This Python application provides a graphical user interface (GUI) for web scraping using PyQt5 and a custom web scraping module (presumably in the Scraper.py file). Users can specify a CSV file containing URLs, select a folder to save the scraped results, and provide a "tag" and a "class" for scraping.
Python 3.x installed on your system. PyQt5 library installed (pip install PyQt5). A web scraping module (Scraper.py) that provides the Scrap function for the actual scraping logic.
1.Make sure you have all the prerequisites installed.
2.Place the Scraper.py file in the same directory as this code.
3.Create a user interface file named GUI.ui using the Qt Designer tool or another method.
4.Run the code using the following command:
python Main.py
-
CSV File: Click on the "Browse" button to select a CSV file containing URLs for scraping.
-
Result Folder: Click on the "Browse" button to select a folder where the scraped data will be saved.
-
Tag: Enter an HTML tag to specify which elements you want to scrape (e.g., 'div', 'a', 'p').
-
Class: Enter an HTML class attribute value to further filter the elements to be scraped (optional).
-
Start: Click this button to initiate the web scraping operation.
6.Once you click "Start," a progress bar will appear, indicating that the scraping process is ongoing.
5.After the scraping is complete, the progress bar will disappear, and the scraped data should be saved in the selected folder.
-
Ensure that the Scraper.py module contains the necessary web scraping logic.

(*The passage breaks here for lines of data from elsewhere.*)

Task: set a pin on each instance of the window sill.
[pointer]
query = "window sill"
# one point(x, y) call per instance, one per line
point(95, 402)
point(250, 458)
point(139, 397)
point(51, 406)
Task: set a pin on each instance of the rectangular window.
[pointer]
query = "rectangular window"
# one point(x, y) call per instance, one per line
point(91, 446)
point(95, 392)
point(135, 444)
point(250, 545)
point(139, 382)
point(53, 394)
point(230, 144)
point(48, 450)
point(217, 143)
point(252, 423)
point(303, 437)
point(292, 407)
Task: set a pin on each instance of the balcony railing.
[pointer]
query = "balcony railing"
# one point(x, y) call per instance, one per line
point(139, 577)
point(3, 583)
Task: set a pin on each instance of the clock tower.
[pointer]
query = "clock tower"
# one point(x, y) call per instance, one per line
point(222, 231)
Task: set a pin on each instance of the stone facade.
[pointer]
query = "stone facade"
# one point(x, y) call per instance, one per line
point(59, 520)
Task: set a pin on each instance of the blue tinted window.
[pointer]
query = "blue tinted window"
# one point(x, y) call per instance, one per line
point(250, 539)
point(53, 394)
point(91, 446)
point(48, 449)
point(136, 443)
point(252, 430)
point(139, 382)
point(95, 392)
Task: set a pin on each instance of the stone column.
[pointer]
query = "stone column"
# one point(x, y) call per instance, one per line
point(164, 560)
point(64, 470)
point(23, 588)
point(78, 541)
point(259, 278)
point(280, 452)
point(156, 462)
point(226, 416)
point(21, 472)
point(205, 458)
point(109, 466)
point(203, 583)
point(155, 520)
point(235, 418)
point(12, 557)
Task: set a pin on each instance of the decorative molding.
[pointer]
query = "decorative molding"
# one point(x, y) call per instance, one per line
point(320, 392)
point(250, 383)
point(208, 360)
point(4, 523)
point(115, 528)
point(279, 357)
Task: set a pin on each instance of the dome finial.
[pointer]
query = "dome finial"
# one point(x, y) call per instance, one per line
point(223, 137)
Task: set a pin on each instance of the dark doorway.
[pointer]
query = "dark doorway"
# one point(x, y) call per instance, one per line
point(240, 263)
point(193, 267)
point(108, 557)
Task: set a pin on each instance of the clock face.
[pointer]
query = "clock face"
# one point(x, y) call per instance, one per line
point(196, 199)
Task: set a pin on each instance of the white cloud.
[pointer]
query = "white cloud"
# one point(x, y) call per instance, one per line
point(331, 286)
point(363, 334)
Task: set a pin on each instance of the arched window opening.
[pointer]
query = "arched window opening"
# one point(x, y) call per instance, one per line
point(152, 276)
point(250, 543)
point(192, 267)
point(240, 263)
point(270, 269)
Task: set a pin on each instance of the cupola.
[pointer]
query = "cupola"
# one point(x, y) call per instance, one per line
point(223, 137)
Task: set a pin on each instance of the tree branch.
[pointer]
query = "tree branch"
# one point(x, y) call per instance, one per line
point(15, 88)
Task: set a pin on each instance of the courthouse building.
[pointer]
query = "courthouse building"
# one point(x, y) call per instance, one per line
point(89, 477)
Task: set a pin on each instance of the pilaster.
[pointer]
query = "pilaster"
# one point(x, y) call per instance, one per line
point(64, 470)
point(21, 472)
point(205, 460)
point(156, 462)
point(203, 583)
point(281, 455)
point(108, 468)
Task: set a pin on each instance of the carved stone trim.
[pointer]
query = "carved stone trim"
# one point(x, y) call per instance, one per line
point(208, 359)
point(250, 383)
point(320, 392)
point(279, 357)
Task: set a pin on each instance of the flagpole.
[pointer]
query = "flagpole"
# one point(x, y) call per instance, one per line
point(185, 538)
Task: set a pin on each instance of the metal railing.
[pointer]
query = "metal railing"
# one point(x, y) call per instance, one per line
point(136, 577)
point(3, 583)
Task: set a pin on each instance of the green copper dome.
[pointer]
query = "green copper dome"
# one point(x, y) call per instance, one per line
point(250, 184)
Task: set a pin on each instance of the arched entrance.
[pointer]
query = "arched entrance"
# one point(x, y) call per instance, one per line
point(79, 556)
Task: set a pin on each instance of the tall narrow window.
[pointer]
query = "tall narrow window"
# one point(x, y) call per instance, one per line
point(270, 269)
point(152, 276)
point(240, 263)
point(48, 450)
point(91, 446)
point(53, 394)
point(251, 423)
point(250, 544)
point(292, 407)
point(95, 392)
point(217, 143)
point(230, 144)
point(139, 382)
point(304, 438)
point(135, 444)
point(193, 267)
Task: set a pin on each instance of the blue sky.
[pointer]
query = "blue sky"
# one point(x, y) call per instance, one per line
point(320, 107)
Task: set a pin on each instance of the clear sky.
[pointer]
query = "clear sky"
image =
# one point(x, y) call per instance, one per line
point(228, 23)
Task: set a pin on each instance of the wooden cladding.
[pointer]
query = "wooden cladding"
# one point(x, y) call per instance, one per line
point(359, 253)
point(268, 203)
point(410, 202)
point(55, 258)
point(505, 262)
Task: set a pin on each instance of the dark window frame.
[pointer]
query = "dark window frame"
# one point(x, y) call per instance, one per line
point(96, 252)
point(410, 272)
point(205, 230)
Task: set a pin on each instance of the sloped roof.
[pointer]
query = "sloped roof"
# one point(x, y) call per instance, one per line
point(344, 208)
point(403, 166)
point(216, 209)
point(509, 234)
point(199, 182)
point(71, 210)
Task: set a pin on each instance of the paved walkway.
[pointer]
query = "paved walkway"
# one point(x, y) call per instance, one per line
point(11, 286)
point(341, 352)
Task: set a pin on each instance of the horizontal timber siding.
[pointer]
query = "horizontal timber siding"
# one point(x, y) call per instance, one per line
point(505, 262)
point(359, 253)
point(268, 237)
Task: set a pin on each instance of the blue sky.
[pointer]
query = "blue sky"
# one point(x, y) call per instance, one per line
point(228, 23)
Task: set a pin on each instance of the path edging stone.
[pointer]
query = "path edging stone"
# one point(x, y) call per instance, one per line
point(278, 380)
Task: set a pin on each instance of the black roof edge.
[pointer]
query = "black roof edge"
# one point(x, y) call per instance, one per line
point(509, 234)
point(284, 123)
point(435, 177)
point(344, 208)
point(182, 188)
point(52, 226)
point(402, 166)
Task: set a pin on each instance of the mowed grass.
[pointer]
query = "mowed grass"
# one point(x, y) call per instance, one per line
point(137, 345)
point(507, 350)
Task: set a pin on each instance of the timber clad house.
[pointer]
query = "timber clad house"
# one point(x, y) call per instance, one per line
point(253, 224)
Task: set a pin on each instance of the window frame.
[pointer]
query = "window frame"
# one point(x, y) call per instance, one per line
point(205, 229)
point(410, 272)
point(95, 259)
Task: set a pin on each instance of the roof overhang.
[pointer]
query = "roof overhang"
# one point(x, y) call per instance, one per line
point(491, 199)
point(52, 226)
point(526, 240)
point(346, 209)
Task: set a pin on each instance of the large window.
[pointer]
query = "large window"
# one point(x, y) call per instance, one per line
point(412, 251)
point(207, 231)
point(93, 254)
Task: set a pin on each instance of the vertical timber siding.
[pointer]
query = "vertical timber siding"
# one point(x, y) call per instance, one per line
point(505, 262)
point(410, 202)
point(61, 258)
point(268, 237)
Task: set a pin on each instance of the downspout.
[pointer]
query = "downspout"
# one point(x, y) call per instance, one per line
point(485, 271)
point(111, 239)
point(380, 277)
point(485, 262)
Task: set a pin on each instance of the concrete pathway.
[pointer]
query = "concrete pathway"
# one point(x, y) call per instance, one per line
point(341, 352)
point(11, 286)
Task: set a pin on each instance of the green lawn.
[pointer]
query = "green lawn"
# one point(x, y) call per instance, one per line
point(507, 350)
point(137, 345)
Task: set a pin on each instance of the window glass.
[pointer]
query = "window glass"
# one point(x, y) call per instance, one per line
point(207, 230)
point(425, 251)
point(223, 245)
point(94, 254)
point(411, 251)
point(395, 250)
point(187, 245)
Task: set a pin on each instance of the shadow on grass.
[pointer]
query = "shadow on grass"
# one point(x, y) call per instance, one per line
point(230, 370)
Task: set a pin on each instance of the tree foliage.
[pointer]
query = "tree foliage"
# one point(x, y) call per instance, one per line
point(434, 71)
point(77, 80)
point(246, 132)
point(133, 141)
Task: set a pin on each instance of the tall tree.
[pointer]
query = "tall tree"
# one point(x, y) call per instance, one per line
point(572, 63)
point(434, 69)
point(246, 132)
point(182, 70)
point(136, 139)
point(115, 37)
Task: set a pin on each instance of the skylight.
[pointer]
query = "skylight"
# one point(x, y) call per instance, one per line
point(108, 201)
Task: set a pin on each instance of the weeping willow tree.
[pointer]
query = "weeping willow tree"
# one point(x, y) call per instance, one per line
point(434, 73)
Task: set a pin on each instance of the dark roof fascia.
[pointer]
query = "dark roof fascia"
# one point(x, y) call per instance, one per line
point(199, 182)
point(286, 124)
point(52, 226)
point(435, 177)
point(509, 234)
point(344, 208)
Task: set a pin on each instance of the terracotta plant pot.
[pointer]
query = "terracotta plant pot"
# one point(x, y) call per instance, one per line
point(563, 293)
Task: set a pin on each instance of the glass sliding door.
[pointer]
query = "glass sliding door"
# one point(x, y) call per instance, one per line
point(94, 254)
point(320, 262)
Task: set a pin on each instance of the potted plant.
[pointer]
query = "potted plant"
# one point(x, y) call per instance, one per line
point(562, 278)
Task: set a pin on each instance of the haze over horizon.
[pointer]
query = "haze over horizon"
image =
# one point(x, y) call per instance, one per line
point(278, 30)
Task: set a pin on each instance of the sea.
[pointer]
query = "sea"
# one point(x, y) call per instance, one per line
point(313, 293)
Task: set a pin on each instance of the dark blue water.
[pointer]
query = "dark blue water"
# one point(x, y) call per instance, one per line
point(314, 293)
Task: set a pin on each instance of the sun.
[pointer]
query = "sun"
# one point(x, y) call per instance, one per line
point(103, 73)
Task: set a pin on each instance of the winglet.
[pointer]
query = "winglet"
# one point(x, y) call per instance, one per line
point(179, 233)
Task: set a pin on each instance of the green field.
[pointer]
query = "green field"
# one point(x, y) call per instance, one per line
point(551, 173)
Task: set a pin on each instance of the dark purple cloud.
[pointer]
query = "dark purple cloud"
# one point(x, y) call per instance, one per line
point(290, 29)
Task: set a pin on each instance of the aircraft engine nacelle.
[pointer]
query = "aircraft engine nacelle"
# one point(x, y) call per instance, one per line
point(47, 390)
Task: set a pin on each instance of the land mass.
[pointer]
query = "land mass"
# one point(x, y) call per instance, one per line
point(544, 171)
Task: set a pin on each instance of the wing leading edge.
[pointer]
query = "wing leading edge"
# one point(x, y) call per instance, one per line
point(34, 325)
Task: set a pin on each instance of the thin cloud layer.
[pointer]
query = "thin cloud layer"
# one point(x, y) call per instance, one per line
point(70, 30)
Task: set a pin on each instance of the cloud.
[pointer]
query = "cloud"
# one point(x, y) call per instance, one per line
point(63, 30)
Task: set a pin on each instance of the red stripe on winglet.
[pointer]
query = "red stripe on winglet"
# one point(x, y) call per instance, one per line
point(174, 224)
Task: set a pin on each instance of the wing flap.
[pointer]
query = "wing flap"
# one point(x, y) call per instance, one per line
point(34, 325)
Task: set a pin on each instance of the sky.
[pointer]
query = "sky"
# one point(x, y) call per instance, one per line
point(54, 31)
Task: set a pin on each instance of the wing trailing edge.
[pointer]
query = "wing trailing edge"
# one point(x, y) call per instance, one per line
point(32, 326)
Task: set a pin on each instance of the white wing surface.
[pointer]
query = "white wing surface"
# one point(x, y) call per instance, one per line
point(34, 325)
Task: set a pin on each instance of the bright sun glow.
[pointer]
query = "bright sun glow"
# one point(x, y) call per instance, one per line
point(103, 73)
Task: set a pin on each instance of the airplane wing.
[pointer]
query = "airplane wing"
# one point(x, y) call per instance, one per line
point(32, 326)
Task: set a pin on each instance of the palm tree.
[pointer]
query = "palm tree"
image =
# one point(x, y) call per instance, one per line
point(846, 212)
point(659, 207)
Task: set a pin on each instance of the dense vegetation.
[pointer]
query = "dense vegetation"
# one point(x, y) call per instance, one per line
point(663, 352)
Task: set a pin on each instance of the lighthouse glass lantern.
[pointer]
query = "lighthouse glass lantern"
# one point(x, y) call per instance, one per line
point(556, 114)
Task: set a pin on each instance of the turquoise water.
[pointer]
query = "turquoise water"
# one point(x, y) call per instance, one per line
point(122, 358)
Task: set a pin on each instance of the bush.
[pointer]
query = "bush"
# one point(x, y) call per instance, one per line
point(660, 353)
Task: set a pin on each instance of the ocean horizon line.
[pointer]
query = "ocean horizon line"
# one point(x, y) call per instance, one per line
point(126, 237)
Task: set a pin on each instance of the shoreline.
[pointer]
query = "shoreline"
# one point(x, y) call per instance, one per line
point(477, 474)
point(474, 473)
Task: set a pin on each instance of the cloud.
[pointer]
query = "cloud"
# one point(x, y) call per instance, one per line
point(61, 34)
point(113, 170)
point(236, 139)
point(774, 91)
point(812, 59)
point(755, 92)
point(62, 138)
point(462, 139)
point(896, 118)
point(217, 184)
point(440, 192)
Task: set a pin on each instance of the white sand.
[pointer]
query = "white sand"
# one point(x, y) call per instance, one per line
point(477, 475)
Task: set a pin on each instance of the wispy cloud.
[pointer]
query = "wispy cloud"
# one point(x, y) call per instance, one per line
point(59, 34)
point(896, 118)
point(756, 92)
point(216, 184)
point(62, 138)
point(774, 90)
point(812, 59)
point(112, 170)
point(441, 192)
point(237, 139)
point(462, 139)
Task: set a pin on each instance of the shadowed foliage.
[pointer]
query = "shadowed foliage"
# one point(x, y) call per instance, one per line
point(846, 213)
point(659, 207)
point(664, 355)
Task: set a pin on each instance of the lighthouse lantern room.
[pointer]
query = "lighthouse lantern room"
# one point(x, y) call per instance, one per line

The Scrap class in the code handles running this logic in a separate thread to prevent freezing the GUI.
-
Make sure to handle any exceptions or errors that may occur during web scraping in the Scraper.py module.
-
This code provides a basic framework for creating a web scraping GUI. You may need to customize it further to suit your specific scraping needs and error handling.
-
PyQt5 is used for the GUI, so you can style and design the UI further using Qt Designer or by modifying the GUI.ui file.